Shereena M. Arif, John D. Holliday, Peter Willett

    Research output: Contribution to journalArticle

    11 Citations (Scopus)

    Abstract

    This paper discusses the weighting of two-dimensional fingerprints for similarity-based virtual screening, specifically the use of weights that assign greatest importance to the substructural fragments that occur least frequently in the database that is being screened.
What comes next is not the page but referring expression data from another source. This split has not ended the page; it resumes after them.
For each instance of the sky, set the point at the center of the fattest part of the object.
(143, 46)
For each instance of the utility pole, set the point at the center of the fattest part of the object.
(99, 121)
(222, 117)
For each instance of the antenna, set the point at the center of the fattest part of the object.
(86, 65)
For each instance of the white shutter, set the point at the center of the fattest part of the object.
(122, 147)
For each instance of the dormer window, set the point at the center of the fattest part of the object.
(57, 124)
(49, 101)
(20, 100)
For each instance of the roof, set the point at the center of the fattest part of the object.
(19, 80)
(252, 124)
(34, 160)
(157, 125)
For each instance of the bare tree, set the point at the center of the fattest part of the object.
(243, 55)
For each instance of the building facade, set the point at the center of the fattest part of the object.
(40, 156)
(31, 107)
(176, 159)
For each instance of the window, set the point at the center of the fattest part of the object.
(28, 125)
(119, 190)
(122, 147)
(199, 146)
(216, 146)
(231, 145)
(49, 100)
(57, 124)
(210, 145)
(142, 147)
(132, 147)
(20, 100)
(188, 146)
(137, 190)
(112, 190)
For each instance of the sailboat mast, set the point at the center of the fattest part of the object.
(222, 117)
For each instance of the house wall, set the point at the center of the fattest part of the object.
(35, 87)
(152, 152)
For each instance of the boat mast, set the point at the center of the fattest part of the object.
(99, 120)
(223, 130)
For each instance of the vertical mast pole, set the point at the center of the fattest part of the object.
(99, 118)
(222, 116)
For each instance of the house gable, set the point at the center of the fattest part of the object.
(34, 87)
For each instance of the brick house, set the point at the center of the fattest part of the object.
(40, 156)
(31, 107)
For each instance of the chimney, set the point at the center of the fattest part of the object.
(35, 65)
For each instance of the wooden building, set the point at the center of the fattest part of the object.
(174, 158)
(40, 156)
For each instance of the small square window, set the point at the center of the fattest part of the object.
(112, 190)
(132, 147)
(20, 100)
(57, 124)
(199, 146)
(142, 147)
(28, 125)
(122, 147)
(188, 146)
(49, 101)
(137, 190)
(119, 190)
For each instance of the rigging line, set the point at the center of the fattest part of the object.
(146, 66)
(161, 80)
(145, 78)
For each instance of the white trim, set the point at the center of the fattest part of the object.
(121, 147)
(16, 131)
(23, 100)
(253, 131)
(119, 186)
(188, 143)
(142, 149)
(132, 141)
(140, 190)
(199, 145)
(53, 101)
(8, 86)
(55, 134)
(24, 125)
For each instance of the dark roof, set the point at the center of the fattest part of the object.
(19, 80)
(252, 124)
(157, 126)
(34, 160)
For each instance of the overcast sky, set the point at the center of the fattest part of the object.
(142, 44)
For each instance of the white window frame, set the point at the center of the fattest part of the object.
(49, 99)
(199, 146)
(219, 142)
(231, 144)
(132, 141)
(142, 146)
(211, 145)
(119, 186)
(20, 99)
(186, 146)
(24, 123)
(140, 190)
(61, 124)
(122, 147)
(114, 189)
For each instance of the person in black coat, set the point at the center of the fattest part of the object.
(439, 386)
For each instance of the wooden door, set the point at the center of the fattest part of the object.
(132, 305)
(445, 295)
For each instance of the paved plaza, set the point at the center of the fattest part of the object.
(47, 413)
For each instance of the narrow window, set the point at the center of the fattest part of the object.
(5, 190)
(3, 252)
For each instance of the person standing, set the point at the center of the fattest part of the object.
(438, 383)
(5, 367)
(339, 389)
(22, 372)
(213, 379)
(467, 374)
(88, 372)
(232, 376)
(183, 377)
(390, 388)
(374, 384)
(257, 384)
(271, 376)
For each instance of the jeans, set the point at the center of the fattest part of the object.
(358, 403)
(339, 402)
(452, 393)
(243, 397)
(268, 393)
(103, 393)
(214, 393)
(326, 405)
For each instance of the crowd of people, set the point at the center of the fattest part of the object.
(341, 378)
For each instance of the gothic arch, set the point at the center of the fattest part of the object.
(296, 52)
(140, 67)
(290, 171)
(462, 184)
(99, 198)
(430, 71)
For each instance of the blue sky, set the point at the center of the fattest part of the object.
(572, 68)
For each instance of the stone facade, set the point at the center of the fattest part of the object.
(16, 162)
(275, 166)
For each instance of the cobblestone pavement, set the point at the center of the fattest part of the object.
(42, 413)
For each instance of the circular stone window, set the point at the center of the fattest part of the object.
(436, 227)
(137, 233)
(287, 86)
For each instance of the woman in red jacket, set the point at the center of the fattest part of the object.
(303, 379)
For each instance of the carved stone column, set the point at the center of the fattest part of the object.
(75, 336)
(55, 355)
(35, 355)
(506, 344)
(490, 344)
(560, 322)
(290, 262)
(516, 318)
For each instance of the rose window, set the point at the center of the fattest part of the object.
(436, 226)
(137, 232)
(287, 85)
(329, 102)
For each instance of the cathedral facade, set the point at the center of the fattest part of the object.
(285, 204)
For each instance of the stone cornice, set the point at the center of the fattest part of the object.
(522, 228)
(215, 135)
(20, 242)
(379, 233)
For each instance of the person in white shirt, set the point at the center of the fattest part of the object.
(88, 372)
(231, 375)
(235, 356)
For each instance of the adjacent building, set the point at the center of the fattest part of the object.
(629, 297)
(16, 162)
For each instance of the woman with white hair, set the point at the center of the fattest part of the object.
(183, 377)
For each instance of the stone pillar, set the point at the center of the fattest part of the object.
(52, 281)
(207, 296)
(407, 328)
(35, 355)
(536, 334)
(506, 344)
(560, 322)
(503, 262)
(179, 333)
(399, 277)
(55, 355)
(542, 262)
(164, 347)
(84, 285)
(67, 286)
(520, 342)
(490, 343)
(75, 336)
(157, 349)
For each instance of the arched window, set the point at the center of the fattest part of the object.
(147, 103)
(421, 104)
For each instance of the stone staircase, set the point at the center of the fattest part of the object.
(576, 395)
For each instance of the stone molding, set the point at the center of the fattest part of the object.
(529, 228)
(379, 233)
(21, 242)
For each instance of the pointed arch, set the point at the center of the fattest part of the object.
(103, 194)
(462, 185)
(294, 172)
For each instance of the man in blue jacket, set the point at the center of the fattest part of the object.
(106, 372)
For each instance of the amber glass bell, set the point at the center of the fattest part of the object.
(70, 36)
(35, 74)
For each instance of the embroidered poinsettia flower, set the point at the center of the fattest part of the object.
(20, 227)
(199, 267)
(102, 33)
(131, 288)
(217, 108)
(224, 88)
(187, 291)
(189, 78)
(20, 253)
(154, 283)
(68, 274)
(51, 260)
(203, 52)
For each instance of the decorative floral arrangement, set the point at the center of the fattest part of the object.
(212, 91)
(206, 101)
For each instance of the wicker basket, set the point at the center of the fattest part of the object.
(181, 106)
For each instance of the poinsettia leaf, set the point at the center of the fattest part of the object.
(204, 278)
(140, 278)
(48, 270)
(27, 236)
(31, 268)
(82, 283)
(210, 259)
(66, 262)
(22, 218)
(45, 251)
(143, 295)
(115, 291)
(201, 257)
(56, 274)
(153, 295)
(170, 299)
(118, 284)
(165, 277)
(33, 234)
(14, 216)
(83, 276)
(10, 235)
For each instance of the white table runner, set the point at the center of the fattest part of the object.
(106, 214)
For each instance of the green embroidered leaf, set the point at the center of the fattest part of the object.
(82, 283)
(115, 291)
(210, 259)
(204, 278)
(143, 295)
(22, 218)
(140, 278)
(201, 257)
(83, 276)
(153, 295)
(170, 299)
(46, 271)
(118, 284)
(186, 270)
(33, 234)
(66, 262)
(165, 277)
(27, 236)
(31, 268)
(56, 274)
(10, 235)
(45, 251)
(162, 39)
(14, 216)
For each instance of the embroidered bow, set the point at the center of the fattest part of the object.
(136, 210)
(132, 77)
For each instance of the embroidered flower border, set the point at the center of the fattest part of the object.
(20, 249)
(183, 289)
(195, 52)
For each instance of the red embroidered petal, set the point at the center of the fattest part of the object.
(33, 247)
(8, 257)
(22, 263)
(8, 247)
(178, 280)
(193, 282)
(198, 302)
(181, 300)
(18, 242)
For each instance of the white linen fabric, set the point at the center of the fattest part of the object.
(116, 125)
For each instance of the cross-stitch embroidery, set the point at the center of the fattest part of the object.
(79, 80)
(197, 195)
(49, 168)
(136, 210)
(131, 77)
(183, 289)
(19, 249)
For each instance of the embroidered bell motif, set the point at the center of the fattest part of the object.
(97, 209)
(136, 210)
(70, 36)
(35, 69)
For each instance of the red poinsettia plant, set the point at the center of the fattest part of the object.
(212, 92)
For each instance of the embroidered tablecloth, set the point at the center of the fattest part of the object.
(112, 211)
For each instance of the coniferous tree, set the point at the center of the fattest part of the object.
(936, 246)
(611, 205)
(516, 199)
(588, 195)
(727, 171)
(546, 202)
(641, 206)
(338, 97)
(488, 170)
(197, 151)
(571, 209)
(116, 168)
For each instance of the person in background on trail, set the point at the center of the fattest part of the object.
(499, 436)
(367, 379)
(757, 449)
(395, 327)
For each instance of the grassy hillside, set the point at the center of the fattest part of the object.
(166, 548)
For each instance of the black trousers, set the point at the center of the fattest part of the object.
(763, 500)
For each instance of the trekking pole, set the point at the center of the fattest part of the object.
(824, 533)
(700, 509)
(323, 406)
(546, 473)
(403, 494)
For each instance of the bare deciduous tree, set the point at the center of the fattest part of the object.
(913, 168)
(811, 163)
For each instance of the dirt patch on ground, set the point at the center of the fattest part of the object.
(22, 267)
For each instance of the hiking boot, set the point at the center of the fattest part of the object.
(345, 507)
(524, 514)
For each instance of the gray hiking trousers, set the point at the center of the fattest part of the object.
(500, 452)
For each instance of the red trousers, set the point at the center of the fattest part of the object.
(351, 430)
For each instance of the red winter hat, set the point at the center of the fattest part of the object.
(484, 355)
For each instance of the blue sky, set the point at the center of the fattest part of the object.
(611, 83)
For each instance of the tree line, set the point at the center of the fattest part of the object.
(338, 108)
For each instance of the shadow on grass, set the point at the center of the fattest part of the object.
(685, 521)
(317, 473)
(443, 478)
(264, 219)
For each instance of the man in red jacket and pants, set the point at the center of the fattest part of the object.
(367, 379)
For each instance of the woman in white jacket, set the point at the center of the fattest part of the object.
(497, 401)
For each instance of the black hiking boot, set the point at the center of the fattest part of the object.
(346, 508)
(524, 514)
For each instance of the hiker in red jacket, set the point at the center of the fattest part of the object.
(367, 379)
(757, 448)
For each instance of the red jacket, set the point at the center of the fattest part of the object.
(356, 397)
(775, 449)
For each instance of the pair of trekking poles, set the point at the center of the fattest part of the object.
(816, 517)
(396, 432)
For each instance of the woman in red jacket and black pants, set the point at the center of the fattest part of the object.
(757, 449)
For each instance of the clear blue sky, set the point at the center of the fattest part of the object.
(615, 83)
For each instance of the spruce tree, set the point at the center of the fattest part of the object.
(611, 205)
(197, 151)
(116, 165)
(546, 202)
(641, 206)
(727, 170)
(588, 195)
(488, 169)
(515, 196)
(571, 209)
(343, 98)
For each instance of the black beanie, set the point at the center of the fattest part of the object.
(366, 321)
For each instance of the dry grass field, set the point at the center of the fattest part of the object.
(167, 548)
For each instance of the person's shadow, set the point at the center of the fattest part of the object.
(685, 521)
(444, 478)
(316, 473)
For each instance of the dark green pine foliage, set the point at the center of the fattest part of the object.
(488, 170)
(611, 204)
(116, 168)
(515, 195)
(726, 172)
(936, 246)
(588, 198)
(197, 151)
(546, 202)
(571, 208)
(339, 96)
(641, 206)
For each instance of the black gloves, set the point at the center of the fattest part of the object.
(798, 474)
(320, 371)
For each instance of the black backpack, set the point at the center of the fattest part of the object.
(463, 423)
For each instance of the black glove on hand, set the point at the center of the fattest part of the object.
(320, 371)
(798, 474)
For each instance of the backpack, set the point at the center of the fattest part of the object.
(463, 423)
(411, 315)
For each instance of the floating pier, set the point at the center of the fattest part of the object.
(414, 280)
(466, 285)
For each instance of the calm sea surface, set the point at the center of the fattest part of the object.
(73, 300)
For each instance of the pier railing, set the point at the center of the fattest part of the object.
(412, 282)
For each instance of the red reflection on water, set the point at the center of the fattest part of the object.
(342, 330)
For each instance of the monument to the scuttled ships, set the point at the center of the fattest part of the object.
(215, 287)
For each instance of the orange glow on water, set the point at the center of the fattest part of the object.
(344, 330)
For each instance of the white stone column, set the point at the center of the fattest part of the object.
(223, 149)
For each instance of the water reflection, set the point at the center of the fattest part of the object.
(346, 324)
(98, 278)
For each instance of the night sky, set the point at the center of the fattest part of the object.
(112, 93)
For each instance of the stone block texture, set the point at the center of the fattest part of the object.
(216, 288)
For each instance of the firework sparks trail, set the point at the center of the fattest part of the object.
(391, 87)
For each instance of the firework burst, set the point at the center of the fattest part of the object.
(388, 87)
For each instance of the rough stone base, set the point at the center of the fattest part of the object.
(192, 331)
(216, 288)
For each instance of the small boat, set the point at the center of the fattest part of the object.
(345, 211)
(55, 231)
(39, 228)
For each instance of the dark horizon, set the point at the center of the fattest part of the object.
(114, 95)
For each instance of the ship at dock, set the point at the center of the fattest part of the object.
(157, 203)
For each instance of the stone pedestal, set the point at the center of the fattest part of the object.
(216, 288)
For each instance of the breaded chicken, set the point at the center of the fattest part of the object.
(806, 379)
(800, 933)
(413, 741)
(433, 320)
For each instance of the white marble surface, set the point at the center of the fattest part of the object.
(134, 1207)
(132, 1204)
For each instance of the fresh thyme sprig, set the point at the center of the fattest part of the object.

Virtual screening experiments using the MDL Drug Data Report and World of Molecular Bioactivity databases show that the use of such inverse frequency weighting schemes can result, in some circumstances, in marked increases in screening effectiveness when compared with the use of conventional, unweighted fingerprints. Analysis of the characteristics of the various schemes demonstrates that such weights are best used to weight the fingerprint of the reference structure in a similarity search, with the database structures fingerprints unweighted. However, the increases in performance resulting from such weights are only observed with structurally homogeneous sets of active molecules; when the actives are diverse, the best results are obtained using conventional, unweighted fingerprints for both the reference structure and the database structures.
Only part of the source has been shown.